Art, Story, Mind
The role of art in anthropogeny cannot be understood by using concepts from modern students of art, since art theory and art philosophy have moved a long way from anything that led to them. Our goal is to understand how those modern concepts arose in hominin and human evolution.
To investigate this, first, we need a definition of art which will encompass early examples and yet lead us to a definition we can recognise. Art is about a material intervention in relationships between people and the stories that define those relationships.
Second, what are the claims for art among modern apes, and indeed other modern animals, in the wild and in captivity. There is fascinatingly little evidence of the use of material in relationships among free-living apes, but, of course, we cannot engage in story telling with apes.
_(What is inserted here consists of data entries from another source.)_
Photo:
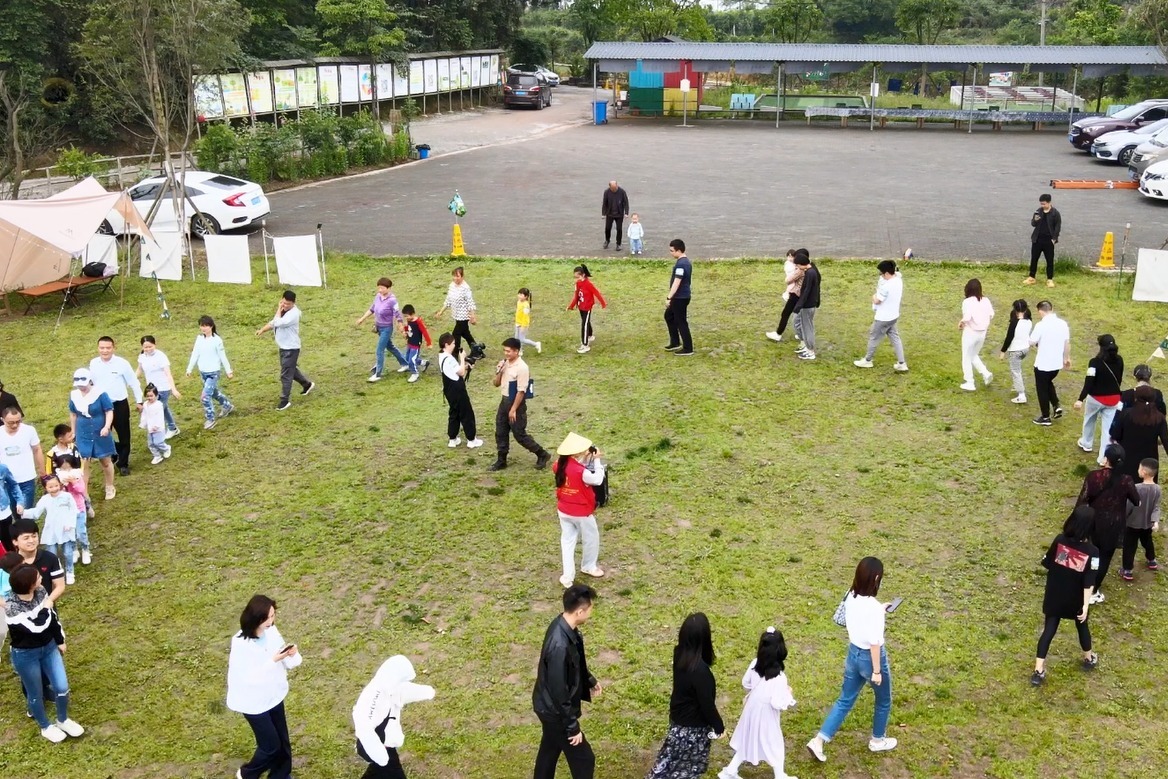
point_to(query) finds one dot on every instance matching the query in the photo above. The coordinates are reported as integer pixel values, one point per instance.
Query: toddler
(153, 422)
(58, 533)
(69, 471)
(758, 736)
(415, 331)
(635, 235)
(1142, 520)
(523, 319)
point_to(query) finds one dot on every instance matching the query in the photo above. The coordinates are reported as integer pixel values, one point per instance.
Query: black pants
(609, 221)
(290, 371)
(273, 750)
(554, 743)
(585, 326)
(1132, 538)
(1051, 627)
(122, 429)
(787, 307)
(1044, 385)
(461, 331)
(1042, 247)
(460, 414)
(675, 319)
(391, 770)
(505, 429)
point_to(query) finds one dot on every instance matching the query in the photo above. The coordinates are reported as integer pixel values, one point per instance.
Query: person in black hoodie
(1100, 390)
(562, 682)
(694, 717)
(807, 306)
(1071, 563)
(1047, 223)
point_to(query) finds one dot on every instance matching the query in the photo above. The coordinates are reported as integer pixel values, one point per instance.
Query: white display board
(1151, 276)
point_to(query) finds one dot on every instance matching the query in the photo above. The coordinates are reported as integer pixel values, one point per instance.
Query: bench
(71, 289)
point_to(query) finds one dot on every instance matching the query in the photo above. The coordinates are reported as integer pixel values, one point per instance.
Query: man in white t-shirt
(20, 450)
(1052, 338)
(887, 307)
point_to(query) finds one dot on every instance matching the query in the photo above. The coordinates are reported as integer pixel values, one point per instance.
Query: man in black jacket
(562, 682)
(613, 208)
(1048, 223)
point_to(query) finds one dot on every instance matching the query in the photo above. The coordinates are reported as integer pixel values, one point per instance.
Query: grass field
(745, 482)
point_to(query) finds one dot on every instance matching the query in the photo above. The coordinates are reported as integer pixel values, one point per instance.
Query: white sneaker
(54, 734)
(71, 728)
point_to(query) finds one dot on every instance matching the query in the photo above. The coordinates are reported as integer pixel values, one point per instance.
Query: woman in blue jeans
(867, 662)
(36, 645)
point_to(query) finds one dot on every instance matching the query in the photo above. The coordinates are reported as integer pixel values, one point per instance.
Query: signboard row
(307, 87)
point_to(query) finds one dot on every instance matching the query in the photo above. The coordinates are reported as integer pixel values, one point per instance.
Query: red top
(586, 294)
(575, 498)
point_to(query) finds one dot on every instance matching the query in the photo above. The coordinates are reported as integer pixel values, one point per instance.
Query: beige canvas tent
(39, 238)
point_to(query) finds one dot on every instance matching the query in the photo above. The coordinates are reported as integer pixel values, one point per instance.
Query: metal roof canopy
(1092, 61)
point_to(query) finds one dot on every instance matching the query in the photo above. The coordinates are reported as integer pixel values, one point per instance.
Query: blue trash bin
(600, 112)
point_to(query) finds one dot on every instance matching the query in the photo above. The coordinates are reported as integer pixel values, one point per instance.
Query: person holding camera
(257, 682)
(453, 388)
(514, 377)
(577, 471)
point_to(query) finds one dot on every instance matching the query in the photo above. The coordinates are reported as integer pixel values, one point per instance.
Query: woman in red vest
(577, 471)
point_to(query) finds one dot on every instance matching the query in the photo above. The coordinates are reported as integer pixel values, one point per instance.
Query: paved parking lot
(532, 181)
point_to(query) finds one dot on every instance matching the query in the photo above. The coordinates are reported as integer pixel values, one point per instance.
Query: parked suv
(527, 89)
(1085, 131)
(1146, 153)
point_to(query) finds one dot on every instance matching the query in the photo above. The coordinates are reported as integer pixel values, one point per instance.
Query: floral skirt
(685, 755)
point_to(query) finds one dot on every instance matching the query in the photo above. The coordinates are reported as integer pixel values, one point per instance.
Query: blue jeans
(211, 391)
(1093, 410)
(386, 343)
(30, 665)
(165, 397)
(857, 670)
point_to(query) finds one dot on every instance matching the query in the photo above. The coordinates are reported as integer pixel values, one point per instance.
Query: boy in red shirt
(583, 299)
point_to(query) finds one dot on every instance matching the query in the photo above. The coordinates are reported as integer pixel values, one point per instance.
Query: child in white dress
(60, 529)
(758, 737)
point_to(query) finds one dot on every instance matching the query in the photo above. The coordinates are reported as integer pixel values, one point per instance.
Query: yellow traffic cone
(458, 250)
(1107, 254)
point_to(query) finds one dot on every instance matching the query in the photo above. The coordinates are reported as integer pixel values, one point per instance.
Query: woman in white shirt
(867, 662)
(154, 367)
(256, 686)
(977, 313)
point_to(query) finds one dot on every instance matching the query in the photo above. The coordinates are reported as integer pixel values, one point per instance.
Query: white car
(1117, 146)
(221, 202)
(1154, 181)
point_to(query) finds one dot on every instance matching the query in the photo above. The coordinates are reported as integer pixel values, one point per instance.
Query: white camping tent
(40, 237)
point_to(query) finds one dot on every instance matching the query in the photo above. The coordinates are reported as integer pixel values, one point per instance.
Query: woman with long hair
(694, 717)
(1100, 391)
(1140, 430)
(866, 662)
(577, 471)
(977, 313)
(1071, 563)
(257, 682)
(1107, 491)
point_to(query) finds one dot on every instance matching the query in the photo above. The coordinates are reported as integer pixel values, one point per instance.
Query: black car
(527, 89)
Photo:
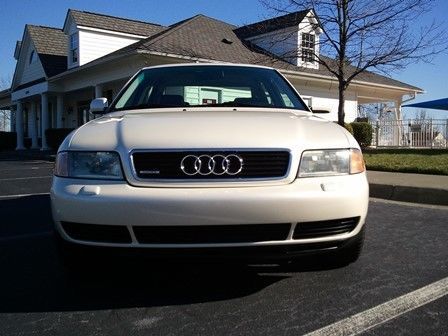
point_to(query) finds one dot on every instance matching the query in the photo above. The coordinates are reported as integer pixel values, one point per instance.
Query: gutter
(355, 82)
(93, 63)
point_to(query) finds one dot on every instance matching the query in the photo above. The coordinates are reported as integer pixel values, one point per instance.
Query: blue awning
(439, 104)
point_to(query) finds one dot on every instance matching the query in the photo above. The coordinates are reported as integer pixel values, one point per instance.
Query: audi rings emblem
(211, 165)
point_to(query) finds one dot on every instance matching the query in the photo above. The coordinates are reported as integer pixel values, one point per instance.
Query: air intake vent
(211, 233)
(97, 233)
(325, 228)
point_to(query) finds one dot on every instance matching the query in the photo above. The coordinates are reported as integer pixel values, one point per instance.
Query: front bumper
(128, 207)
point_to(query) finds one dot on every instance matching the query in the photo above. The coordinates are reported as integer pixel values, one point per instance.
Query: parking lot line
(384, 312)
(22, 195)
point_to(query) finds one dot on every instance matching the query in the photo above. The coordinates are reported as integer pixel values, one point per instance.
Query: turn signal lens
(356, 162)
(61, 166)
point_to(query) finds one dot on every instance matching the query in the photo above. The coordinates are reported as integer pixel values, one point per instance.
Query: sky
(14, 14)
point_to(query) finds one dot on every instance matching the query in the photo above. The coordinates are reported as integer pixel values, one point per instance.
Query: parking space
(405, 250)
(25, 177)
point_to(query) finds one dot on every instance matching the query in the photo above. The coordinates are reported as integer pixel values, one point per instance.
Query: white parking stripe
(24, 178)
(382, 313)
(22, 195)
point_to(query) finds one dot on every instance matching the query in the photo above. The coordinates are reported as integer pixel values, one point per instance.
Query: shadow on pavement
(33, 279)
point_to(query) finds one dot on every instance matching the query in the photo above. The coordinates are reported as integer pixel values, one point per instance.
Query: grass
(421, 161)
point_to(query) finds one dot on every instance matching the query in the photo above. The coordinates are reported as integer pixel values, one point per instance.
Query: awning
(439, 104)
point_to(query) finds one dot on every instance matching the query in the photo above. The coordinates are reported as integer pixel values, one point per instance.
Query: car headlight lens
(89, 165)
(331, 162)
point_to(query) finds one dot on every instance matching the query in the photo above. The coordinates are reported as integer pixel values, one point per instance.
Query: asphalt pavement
(405, 251)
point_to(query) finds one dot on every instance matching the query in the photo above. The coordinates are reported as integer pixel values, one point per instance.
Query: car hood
(177, 129)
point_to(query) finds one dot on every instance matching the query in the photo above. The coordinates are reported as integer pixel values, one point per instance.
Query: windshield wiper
(227, 104)
(142, 106)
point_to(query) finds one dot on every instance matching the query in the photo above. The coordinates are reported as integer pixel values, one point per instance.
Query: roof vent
(226, 41)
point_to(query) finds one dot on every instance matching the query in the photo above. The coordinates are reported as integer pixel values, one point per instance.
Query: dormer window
(74, 48)
(33, 57)
(308, 47)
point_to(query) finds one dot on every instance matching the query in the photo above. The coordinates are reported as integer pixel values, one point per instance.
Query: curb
(409, 194)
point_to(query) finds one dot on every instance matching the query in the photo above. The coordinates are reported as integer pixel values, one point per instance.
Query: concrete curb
(409, 194)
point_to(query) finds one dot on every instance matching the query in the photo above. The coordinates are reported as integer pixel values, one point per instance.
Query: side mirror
(98, 105)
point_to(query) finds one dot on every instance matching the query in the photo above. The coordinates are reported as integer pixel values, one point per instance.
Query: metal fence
(416, 133)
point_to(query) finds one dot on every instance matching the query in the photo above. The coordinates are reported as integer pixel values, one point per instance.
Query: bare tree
(360, 35)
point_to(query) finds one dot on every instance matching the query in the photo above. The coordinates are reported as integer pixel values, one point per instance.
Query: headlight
(90, 165)
(331, 162)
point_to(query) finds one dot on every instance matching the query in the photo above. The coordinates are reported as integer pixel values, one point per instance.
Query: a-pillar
(19, 126)
(59, 110)
(32, 120)
(44, 119)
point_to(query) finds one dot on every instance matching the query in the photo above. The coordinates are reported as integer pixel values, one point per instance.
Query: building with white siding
(60, 70)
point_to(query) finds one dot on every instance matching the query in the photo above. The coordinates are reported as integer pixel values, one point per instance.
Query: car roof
(208, 64)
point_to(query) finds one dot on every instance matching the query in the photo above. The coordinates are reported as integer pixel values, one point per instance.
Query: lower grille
(211, 234)
(97, 233)
(325, 228)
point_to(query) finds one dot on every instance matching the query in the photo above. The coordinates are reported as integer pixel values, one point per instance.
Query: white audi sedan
(216, 160)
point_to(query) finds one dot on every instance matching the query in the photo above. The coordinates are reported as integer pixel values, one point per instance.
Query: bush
(8, 140)
(55, 136)
(362, 132)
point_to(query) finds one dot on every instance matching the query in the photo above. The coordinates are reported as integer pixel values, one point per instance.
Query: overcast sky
(14, 14)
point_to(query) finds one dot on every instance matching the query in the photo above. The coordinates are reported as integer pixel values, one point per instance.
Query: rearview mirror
(99, 105)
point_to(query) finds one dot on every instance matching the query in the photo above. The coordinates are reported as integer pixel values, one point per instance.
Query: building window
(308, 47)
(33, 57)
(74, 47)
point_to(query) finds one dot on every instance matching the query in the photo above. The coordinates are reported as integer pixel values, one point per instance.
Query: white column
(98, 91)
(32, 125)
(398, 141)
(19, 126)
(59, 110)
(44, 119)
(13, 118)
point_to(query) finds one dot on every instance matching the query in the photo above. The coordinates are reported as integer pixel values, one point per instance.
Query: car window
(202, 86)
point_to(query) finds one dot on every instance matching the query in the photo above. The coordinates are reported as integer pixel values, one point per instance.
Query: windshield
(205, 86)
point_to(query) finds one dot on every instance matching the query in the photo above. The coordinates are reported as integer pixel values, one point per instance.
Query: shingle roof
(51, 46)
(269, 25)
(113, 23)
(203, 37)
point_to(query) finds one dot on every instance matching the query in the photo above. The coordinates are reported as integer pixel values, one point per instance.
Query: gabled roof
(107, 22)
(269, 25)
(51, 47)
(202, 37)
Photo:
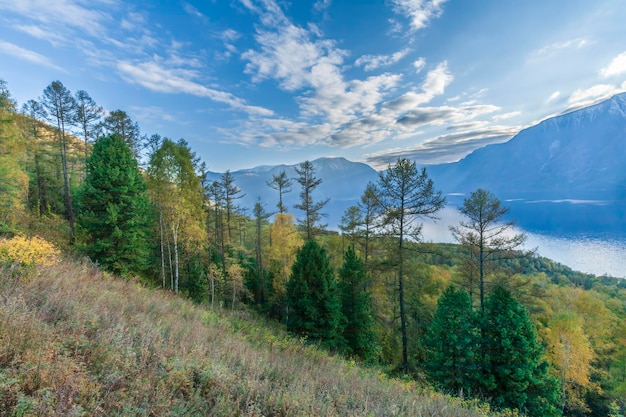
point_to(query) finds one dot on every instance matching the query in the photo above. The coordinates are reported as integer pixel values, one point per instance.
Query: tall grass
(77, 342)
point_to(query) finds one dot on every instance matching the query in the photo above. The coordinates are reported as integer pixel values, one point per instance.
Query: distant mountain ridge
(578, 155)
(581, 154)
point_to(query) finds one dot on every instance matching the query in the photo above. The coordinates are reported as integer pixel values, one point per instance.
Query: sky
(267, 82)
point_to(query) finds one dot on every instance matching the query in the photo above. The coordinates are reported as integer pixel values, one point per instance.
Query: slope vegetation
(76, 341)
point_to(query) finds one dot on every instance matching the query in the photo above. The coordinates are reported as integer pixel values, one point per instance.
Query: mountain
(343, 182)
(565, 159)
(578, 155)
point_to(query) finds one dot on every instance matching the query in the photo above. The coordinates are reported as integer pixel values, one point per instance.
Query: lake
(586, 236)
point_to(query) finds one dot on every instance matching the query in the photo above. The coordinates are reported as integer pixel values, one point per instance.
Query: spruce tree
(357, 308)
(313, 298)
(451, 343)
(114, 209)
(515, 373)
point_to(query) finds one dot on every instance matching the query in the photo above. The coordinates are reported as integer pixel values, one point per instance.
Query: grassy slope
(75, 341)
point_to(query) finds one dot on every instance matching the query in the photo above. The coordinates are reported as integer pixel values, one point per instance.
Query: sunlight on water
(598, 256)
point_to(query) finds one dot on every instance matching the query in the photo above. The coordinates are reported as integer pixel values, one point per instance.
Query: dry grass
(77, 342)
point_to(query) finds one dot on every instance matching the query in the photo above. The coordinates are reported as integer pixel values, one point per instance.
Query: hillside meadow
(75, 341)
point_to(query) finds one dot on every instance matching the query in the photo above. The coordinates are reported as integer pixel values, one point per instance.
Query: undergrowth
(75, 341)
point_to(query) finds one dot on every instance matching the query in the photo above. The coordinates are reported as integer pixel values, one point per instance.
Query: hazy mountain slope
(343, 182)
(580, 154)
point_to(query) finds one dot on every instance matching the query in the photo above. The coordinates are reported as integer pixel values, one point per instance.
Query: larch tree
(115, 215)
(61, 109)
(260, 218)
(487, 237)
(405, 195)
(41, 198)
(312, 210)
(313, 298)
(13, 179)
(88, 115)
(286, 242)
(281, 183)
(231, 193)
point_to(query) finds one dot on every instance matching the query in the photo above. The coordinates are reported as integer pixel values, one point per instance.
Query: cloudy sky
(255, 82)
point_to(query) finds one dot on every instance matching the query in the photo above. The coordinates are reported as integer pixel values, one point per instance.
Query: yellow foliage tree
(571, 354)
(28, 252)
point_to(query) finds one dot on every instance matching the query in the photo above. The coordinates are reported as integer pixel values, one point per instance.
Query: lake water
(585, 247)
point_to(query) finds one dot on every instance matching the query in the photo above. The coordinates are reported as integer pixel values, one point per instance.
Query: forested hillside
(481, 319)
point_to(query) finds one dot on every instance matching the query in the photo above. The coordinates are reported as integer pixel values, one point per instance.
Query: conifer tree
(451, 343)
(313, 298)
(514, 370)
(114, 212)
(357, 308)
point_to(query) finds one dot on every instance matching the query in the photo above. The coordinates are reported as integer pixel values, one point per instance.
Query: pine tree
(357, 308)
(313, 298)
(451, 343)
(114, 210)
(514, 371)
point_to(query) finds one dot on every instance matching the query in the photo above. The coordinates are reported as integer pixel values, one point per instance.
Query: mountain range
(573, 157)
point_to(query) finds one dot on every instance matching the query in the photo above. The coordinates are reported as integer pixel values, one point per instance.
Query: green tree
(88, 114)
(115, 213)
(176, 190)
(119, 123)
(486, 236)
(514, 372)
(356, 304)
(404, 196)
(451, 342)
(61, 106)
(312, 210)
(281, 183)
(313, 298)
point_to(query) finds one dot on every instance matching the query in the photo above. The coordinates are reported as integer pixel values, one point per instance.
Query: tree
(115, 213)
(61, 107)
(88, 113)
(313, 298)
(357, 308)
(230, 193)
(176, 189)
(13, 179)
(486, 237)
(312, 210)
(260, 217)
(514, 372)
(405, 195)
(119, 123)
(281, 183)
(451, 343)
(286, 242)
(571, 354)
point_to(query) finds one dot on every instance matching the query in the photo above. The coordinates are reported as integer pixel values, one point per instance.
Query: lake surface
(587, 237)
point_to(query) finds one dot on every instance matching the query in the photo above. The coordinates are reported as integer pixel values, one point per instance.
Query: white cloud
(419, 64)
(372, 62)
(592, 94)
(553, 96)
(506, 116)
(178, 80)
(27, 55)
(62, 14)
(420, 12)
(616, 67)
(553, 48)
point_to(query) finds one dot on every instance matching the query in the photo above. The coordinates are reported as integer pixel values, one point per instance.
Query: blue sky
(256, 82)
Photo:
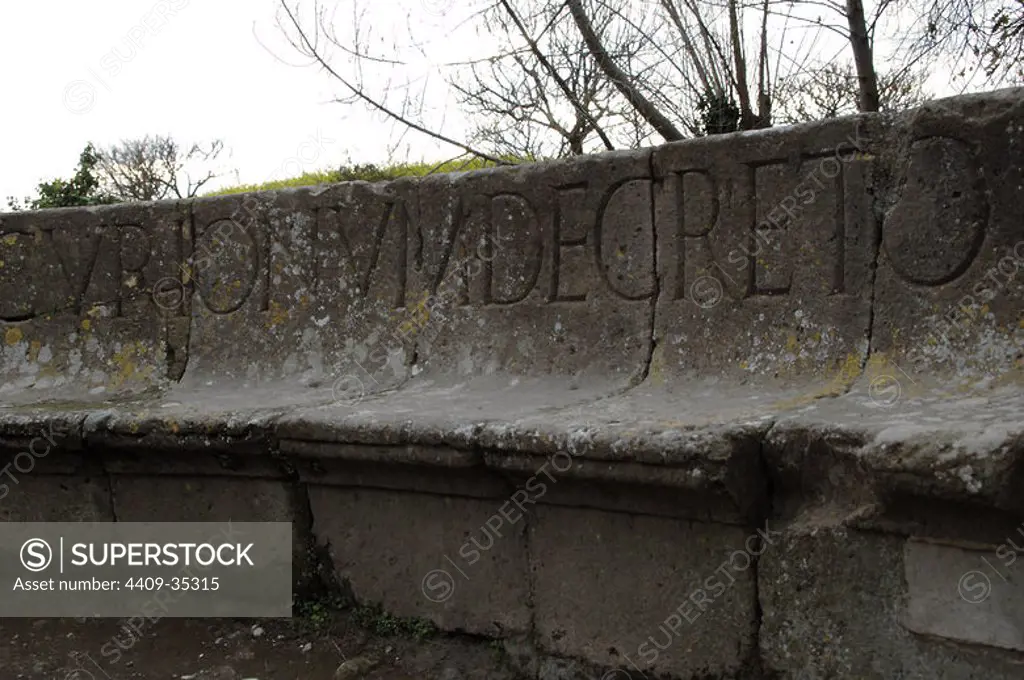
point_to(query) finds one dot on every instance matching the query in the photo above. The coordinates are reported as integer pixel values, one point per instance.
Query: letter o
(732, 559)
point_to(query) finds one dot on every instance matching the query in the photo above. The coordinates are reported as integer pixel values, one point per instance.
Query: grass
(367, 172)
(374, 618)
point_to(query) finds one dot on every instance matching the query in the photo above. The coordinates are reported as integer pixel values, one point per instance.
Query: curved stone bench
(732, 407)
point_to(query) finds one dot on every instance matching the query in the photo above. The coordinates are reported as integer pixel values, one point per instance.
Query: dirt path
(320, 645)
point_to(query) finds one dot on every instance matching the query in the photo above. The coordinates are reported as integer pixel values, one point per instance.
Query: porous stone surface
(836, 605)
(671, 599)
(818, 324)
(427, 556)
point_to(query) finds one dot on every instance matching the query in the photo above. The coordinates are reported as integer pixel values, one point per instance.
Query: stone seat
(550, 404)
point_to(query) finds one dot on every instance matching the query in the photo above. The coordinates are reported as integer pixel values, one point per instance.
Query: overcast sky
(73, 74)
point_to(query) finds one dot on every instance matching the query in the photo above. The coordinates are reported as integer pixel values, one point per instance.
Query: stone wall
(745, 406)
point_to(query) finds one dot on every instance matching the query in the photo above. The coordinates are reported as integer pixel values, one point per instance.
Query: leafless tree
(157, 167)
(975, 40)
(833, 89)
(567, 77)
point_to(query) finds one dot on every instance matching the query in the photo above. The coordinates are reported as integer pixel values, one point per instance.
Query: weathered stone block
(80, 311)
(948, 294)
(836, 604)
(539, 269)
(44, 498)
(765, 249)
(644, 594)
(300, 285)
(428, 556)
(202, 499)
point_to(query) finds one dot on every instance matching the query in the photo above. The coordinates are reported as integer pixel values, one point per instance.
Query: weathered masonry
(747, 406)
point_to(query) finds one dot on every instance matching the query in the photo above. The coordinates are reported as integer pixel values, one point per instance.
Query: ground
(316, 643)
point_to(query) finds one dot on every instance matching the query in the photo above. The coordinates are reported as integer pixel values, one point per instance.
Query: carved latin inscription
(938, 225)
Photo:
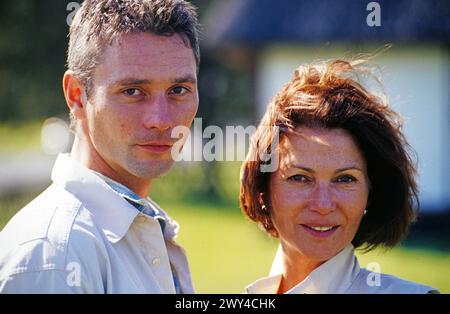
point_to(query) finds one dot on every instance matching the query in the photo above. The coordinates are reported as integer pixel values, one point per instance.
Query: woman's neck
(296, 267)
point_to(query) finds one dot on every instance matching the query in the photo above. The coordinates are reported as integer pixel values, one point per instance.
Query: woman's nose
(322, 199)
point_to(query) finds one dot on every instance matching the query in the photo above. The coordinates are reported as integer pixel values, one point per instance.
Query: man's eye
(345, 179)
(299, 178)
(179, 90)
(132, 92)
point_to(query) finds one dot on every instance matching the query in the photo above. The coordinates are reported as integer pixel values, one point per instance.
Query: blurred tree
(32, 58)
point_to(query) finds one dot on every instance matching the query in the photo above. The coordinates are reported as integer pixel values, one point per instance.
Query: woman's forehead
(319, 146)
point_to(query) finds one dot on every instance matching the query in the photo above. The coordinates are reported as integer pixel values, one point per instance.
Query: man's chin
(151, 169)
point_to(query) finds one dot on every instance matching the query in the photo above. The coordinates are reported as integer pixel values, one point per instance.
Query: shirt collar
(334, 276)
(111, 211)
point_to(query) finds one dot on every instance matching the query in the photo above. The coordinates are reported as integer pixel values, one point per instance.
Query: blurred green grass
(20, 136)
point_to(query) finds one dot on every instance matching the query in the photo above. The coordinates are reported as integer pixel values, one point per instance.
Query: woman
(344, 180)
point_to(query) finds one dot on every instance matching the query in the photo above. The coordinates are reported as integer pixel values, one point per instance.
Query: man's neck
(84, 152)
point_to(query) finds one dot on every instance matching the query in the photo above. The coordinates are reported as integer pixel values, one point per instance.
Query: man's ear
(75, 95)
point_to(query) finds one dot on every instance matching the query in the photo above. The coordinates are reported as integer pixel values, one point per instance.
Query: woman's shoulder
(372, 282)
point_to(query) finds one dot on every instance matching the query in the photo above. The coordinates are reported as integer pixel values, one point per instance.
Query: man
(131, 78)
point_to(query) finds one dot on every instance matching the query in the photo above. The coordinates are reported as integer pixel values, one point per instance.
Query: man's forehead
(147, 57)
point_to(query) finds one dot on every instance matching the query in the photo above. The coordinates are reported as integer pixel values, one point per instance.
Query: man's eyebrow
(130, 81)
(184, 79)
(302, 168)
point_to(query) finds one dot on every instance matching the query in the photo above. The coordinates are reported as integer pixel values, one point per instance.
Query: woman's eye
(132, 92)
(299, 178)
(345, 179)
(179, 90)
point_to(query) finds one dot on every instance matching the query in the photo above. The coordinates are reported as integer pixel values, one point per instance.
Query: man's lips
(156, 147)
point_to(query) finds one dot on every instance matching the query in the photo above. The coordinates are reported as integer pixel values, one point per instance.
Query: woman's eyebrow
(348, 168)
(310, 170)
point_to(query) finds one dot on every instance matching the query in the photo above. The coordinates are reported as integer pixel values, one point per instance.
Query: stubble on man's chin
(149, 170)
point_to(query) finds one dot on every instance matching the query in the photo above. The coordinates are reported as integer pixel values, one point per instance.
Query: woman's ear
(75, 95)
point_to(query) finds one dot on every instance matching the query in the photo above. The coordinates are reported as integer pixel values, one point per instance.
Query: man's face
(144, 86)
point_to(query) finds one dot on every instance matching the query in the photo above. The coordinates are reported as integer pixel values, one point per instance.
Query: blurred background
(250, 48)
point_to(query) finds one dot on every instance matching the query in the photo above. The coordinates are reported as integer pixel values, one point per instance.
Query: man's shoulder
(37, 237)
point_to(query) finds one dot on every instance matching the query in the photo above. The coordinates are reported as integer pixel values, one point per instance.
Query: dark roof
(263, 21)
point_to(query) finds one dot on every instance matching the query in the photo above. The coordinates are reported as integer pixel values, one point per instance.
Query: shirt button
(156, 261)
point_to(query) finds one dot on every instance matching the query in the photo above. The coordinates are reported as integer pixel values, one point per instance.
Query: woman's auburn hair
(330, 95)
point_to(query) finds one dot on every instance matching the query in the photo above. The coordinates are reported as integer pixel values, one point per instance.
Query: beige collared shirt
(341, 274)
(80, 236)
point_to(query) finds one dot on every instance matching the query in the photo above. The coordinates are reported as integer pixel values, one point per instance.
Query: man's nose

When we explore the archaeological record in search of such relationships, we uncover similarities and differences between what might be early art (which I call Art 3) and art now (which I call Art 1). Third, we will look at some examples of early art (Art 3) from the archaeological record.
Fourth, what are the implications of the first part of the talk for our understandings of what Art (Art 1) is and how it came to be? The point is that in all cases, art is embedded in culture and story-telling.
Finally, why do scenes make a difference to the way humans see the world? Once people started to represent scenes, the art could stand alone without the artist—it tells its own story—and observers could infer their own understanding. The art seems to have implicational meaning of its own.